Taken together, these studies suggest that alternative pharmacogenetic study designs should be considered. In particular, it may be productive to focus on alternative phenotypes, including intermediate phenotypes that may more closely reflect drug action. Assessment of drug-induced adverse events has proven to be enormously successful in other branches of medicine. Daly and colleagues (
9) recently reported that a specific human leukocyte antigen allele markedly increases the risk for liver injury due to flucloxacillin treatment (p=8.7×10
–33; odds ratio=80.6). Mallal and colleagues (
10) have reported that the same human leukocyte antigen allele provides 100% sensitivity for predicting risk of development of an immunologically confirmed hypersensitivity reaction to a nucleoside reverse transcriptase inhibitor, abacavir, used in the treatment of AIDS. In the abacavir study, 23 subjects carried the specific human leukocyte antigen risk allele, and every one of them developed the hypersensitivity reaction relative to an overall occurrence rate of less than 3% in this population. Similar types of results may be forthcoming with psychiatric drugs that are associated with rare, yet severe, side effects. For example, clozapine-induced agranulocytosis has been linked to the human leukocyte antigen-DQB1 genotype, with odds ratios of approximately 17 in two small cohorts of subjects characterized for development of clozapine-induced agranulocytosis (
11). In depression, studies have been completed that implicate specific candidate loci in antidepressant side effects that include sexual dysfunction (
12) and treatment-emergent suicidal ideation (
13), with higher odds ratios than observed in genetic studies of clinical efficacy.
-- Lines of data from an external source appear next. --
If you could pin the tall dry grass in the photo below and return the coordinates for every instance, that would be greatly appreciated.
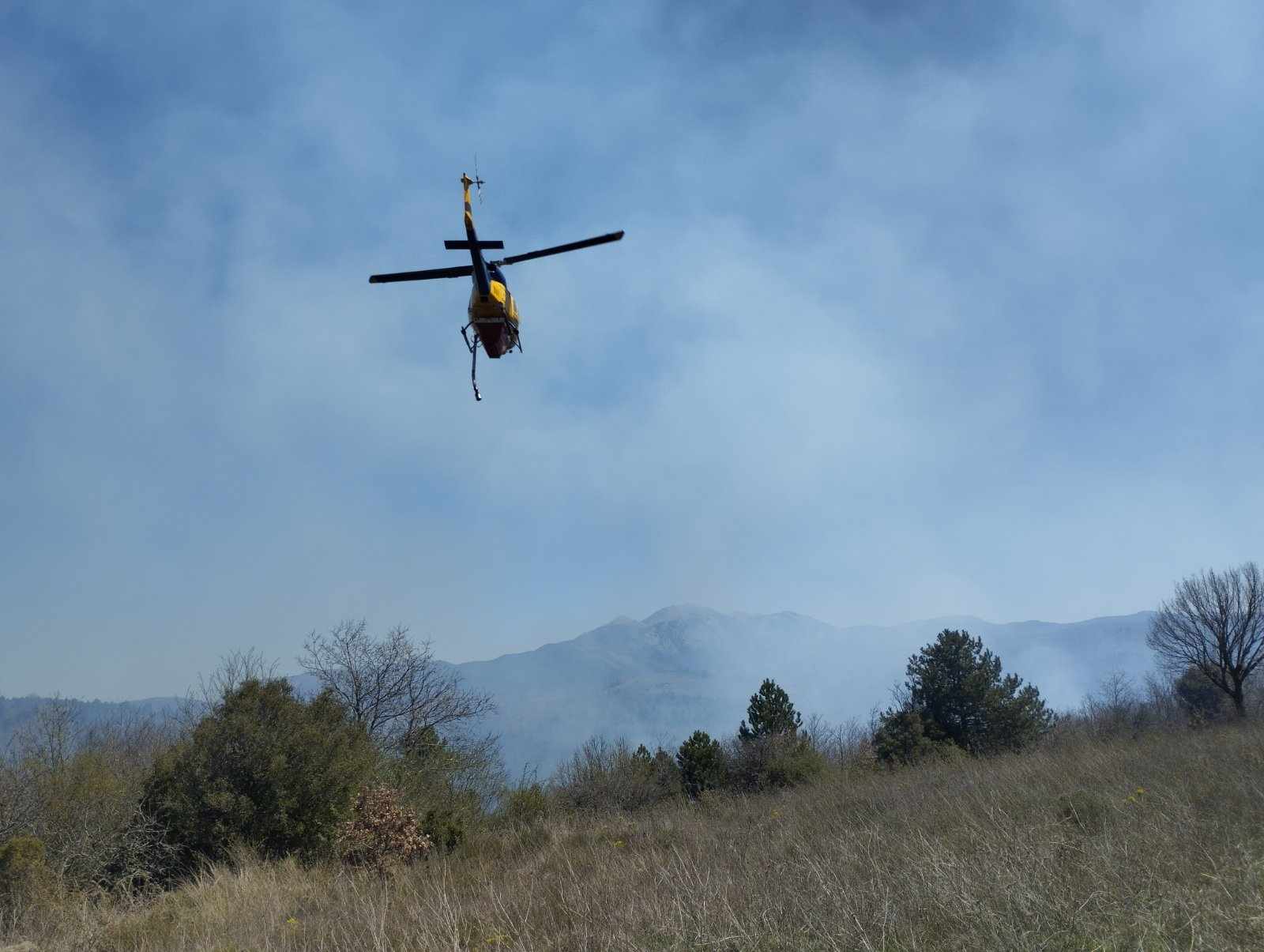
(1149, 844)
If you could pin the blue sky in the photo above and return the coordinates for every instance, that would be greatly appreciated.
(918, 313)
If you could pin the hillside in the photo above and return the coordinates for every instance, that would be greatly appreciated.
(1153, 844)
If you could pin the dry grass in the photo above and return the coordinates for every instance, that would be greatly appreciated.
(1127, 845)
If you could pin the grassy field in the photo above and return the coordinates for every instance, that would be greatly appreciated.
(1149, 844)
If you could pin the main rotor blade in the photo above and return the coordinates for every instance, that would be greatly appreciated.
(461, 272)
(559, 250)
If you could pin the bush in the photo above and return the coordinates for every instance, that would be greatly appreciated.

For studies of efficacy, use of other alternative phenotypes that mediate response may be informative. For example, neuroimaging techniques that assess neurogenesis in response to antidepressant treatment may soon be available as well as more traditional functional magnetic resonance imaging and positron emission tomography measures that have been utilized to predict response. These techniques may also be more amenable for use in rigorously designed pharmacological challenge designs that may yield larger numbers of informative data points than heterogeneous clinical trials in which DNA samples are collected as samples of convenience. Other alternative phenotypes such as neurocognitive measures, electrophysiological indices, and neuroendocrine markers may also prove useful with these designs.
The recent data suggest that pharmacogenetic prediction of antidepressant response is not yet refined enough for clinical application. Nevertheless, the development of new study designs specifically aimed at pharmacogenetic traits, the continued advances in genomic technology, and a fuller appreciation of the multiple variables that may impact drug response in the clinical setting suggest that there is still considerable progress to be made in this emerging area of discovery.